Mi è caduto il mondo addosso. Non sapevo cosa dire, cosa fare. Ero pietrificata, piena di angoscia e di paura. Ero confusa e spaventata. Non riuscivo neppure a pensare. Avrei voluto scappare, ma per andare dove? Non sapevo neppure dove mi trovassi. Avevo paura che mi facessero del male. E poi, ero appena arrivata, mi avevano preso i documenti e chiesto il cellulare con la scusa di cambiare la scheda. Ero nelle loro mani. Nelle mani dei trafficanti! Non ci potevo credere. Com’era possibile? Non ci avevo mai pensato, neppure lontanamente. E adesso, che fare?

Non potevo protestare o ribellarmi. Avevo bisogno di tempo per pensare a quello che avrei dovuto fare. Ma non c’era tempo e non riuscivo a pensare.

La donna, intanto, mi aveva intimato di seguirla e mi ha portata in un negozio cinese per comprare degli abiti. Era marzo e voleva farmi prendere indumenti leggeri e corti. Cercavo di dirle che lì faceva troppo freddo per me. Ma lei non ascoltava. E alle mie proteste ha reagito malissimo. Era una donna spietata. Ho dovuto prendere gli abiti più succinti. Ha scelto anche delle scarpe, ha pagato e ce ne siamo andate. Quando siamo tornate a casa, mi ha detto che qualcuno sarebbe venuto a prendermi quella sera alle otto. È arrivata una donna, a piedi. Non mi ha detto il suo vero nome. Dovevo chiamarla Maman Faith.
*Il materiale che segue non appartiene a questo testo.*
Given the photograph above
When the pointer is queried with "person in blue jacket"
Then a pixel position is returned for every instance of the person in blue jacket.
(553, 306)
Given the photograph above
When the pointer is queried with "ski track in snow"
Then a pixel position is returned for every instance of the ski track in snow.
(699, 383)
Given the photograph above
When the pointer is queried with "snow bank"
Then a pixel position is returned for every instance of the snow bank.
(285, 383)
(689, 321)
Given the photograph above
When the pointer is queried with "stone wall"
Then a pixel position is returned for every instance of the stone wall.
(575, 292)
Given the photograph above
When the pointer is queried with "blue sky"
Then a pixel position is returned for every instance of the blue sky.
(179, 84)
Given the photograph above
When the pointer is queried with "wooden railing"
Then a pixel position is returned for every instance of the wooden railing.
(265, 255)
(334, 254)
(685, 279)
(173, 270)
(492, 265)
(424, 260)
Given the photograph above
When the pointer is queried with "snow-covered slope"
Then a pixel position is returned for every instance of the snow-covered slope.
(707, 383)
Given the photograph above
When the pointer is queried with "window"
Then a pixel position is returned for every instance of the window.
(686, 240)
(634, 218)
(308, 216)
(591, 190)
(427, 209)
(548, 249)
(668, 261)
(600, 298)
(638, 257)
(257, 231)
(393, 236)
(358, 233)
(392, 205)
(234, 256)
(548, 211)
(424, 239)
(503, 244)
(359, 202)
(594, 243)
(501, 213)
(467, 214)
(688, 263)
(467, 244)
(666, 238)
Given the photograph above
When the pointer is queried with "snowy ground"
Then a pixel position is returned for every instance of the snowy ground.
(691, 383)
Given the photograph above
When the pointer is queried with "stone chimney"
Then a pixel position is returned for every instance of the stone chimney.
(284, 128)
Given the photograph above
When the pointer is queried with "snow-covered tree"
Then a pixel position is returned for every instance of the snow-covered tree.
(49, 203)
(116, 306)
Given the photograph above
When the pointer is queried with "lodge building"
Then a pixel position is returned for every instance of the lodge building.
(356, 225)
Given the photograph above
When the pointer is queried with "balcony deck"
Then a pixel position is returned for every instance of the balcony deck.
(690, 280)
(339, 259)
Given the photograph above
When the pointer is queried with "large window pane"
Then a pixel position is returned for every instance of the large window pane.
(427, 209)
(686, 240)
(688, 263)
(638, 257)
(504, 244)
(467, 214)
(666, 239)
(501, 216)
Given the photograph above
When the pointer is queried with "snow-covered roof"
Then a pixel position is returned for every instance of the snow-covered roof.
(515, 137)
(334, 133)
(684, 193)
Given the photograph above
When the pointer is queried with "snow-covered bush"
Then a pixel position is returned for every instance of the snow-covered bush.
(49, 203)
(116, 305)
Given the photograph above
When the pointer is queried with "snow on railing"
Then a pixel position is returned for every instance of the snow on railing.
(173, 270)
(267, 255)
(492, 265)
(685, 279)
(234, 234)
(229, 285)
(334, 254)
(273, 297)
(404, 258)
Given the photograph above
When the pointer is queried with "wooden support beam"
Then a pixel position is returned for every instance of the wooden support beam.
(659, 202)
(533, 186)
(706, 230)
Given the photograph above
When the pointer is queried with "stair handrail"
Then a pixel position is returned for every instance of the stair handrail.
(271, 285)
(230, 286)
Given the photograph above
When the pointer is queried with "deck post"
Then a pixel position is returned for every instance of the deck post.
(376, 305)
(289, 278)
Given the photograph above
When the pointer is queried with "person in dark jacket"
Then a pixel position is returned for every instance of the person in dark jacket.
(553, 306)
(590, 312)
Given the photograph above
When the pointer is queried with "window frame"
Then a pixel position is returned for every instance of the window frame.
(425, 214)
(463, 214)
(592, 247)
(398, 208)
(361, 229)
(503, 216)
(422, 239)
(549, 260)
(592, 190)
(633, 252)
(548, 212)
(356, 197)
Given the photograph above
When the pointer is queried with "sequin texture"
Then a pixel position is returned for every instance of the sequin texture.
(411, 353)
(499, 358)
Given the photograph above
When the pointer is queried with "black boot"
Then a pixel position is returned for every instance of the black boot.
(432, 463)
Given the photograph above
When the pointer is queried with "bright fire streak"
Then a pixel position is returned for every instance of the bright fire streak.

Mi ha detto di seguirla e ha cominciato a darmi tutta una serie di istruzioni. Innanzitutto, non dovevo mai rimanere ferma: era sempre meglio camminare per non farsi notare dalla polizia. Mi ha spiegato i diversi tipi di polizia, carabinieri, vigili e le differenti auto. Se uno apriva la portiera, dovevo scappare subito, perché i clienti non uscivano dalle macchine, quelli erano certamente poliziotti. Mi ha spiegato che se venivano in quattro dovevo accettarli tutti e chiedere 20 euro a testa, ma se qualcuno proponeva 15 o 10, dovevo accettare, non potevo rifiutare nessuno. Io ascoltavo e annuivo, ma era come se non capissi. Ero completamente stordita, incredula, impaurita, disorientata… Maman Faith mi introduceva al mio nuovo “lavoro” e alla mia nuova vita in Europa. Una vita in strada.